- Born: 2011 or 2012 South Korea
- Died: November 2017 (aged 5) Jeonju, South Korea
- Cause of death: Shock (homicide)
- Known for: Murder victim

= Murder of Ko Joon-hee =

2017 child murder in Jeonju, South Korea

The murder of Ko Joon-hee refers to the murder of a five-year-old girl in Jeonju-si, South Korea. Ko Joon-hee was killed in November 2017 in Eau-dong, Jeonju-si, South Korea. Initially, the police were notified that a five-year-old child had gone missing. However, after a thorough investigation, Ko Joon-hee was found to have been murdered due to physical abuse by her biological father. The father, Ko Byung-sik, his common-law-wife, and his mother-in-law had conspired to murder and abandon the child. Due to the brutality of the case, a wave of shock resonated throughout the country of South Korea.

== Crime ==
Ko Joon-hee went missing on November 18, 2017. One month later, on December 8, Joon-hee's paternal grandmother reported the disappearance to the police.

With the family's consent, the police collected DNA samples and asked the National Institute of Scientific Investigation to conduct an inspection. Investigators found that Ko Joon-hee had been buried on a hill in Gunsan, and that she had died of shock caused by physical abuse which included at least three broken ribs at the time of her death. The family later gave testimony on the whereabouts of their missing daughter. However, the police suspected that the statements and timelines on the sequence of events were not consistent, and they began to suspect that Ko Joon-hee had been murdered by her father. As a result, the police continued investigating the father.

== Trial and prosecution ==
In the first trial on June 29, 2018, the prosecutors demanded life-in-prison for Ko Joon-hee's father on charges of homicide by abuse. However, the court sentenced him to 20 years in prison.

After the trial, the father filed an appeal, saying the sentence from the first trial was too heavy. Prosecutors also appealed, arguing that the sentence was too light.

The appellate court of the second trial, Gwangju High Court, also judged that Ko was the main culprit in the child's abuse and consequent death, similar to the verdict of the first trial.
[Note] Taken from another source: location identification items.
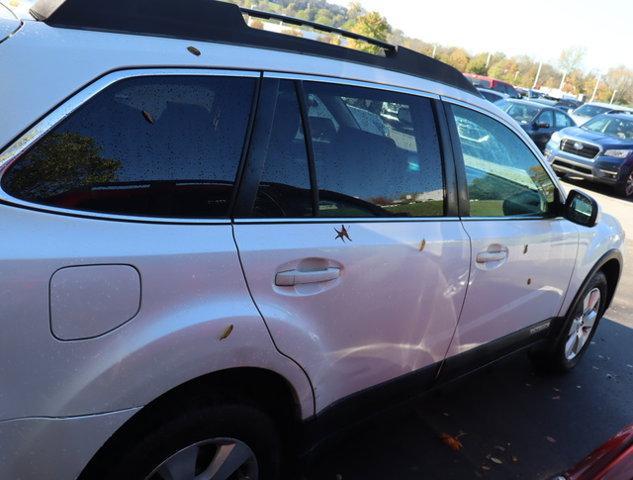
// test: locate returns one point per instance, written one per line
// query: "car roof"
(216, 21)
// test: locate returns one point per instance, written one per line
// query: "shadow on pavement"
(512, 423)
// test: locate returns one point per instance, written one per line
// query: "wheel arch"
(266, 389)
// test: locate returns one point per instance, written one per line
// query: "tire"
(625, 187)
(558, 357)
(197, 438)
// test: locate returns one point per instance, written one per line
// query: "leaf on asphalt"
(451, 441)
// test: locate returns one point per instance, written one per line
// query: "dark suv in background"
(600, 150)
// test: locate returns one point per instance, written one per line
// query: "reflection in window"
(504, 177)
(156, 146)
(284, 190)
(376, 153)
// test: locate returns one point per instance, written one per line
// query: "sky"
(539, 28)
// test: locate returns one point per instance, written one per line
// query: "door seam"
(250, 294)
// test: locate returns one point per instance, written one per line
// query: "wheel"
(625, 187)
(578, 329)
(219, 442)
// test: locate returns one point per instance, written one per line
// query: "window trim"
(446, 154)
(460, 166)
(59, 113)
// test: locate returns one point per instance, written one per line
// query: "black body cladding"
(215, 21)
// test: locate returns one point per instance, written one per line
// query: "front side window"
(376, 153)
(151, 146)
(504, 177)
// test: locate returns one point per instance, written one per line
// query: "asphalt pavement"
(511, 423)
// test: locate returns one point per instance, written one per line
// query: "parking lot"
(512, 423)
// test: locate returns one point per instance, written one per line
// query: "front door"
(346, 248)
(523, 255)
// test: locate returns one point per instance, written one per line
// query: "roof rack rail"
(387, 47)
(217, 21)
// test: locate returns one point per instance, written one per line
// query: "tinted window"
(563, 120)
(376, 153)
(284, 190)
(504, 177)
(155, 146)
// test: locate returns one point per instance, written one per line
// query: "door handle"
(297, 277)
(489, 257)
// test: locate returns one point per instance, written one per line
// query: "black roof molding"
(215, 21)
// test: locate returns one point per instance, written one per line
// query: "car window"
(284, 189)
(150, 146)
(503, 175)
(546, 117)
(382, 160)
(562, 120)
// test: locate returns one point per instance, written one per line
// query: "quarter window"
(504, 177)
(152, 146)
(376, 153)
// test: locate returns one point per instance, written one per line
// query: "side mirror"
(580, 208)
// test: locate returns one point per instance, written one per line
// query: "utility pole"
(538, 73)
(562, 81)
(595, 89)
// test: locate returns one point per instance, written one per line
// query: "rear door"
(523, 254)
(346, 242)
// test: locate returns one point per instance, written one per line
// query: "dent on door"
(359, 312)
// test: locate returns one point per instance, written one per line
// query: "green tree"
(371, 25)
(62, 162)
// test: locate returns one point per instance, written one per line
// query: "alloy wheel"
(582, 326)
(213, 459)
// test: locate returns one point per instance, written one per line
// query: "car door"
(523, 254)
(346, 244)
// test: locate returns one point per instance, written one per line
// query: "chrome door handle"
(489, 257)
(298, 277)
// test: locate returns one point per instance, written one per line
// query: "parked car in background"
(481, 81)
(590, 110)
(528, 93)
(538, 120)
(611, 461)
(600, 150)
(492, 95)
(568, 104)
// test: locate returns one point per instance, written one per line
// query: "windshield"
(521, 112)
(591, 110)
(611, 126)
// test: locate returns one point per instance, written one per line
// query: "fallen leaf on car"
(451, 441)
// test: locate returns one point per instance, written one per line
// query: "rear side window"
(151, 146)
(376, 153)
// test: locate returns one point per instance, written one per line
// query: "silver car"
(221, 244)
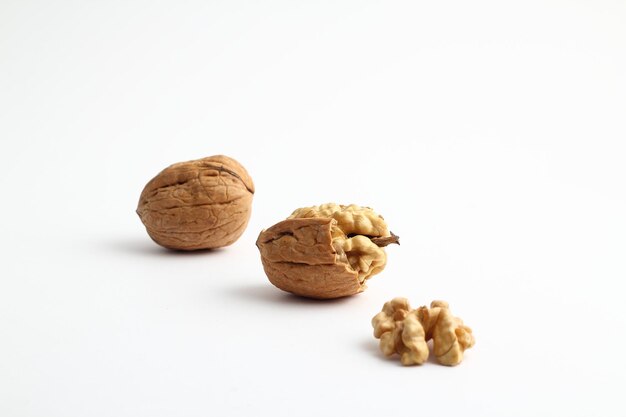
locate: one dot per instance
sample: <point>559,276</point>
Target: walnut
<point>406,332</point>
<point>201,204</point>
<point>327,251</point>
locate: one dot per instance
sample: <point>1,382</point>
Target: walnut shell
<point>325,252</point>
<point>200,204</point>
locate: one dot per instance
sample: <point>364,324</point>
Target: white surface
<point>489,135</point>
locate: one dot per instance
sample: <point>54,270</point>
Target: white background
<point>489,134</point>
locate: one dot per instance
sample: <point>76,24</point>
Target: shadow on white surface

The court also ruled that his wife, Lee, was the accomplice and charged her with active neglect and abuse of the child. The court also upheld the original ruling of 160 hours of enrollment in a treatment program on child abuse for the father and his wife. Furthermore, the court rejected an appeal by Ko's wife, Lee, who was sentenced to four years in prison in the first trial, who helped to bury the child.

On May 9, 2019, the Supreme Court upheld the original ruling, rejecting both the defendant's and the prosecution's appeals and finally sentencing the biological father, Ko, to 20 years in prison and his wife, Lee, to 10 years in prison. Lee's mother, identified only by her surname, Kim, was also sentenced to four years in prison.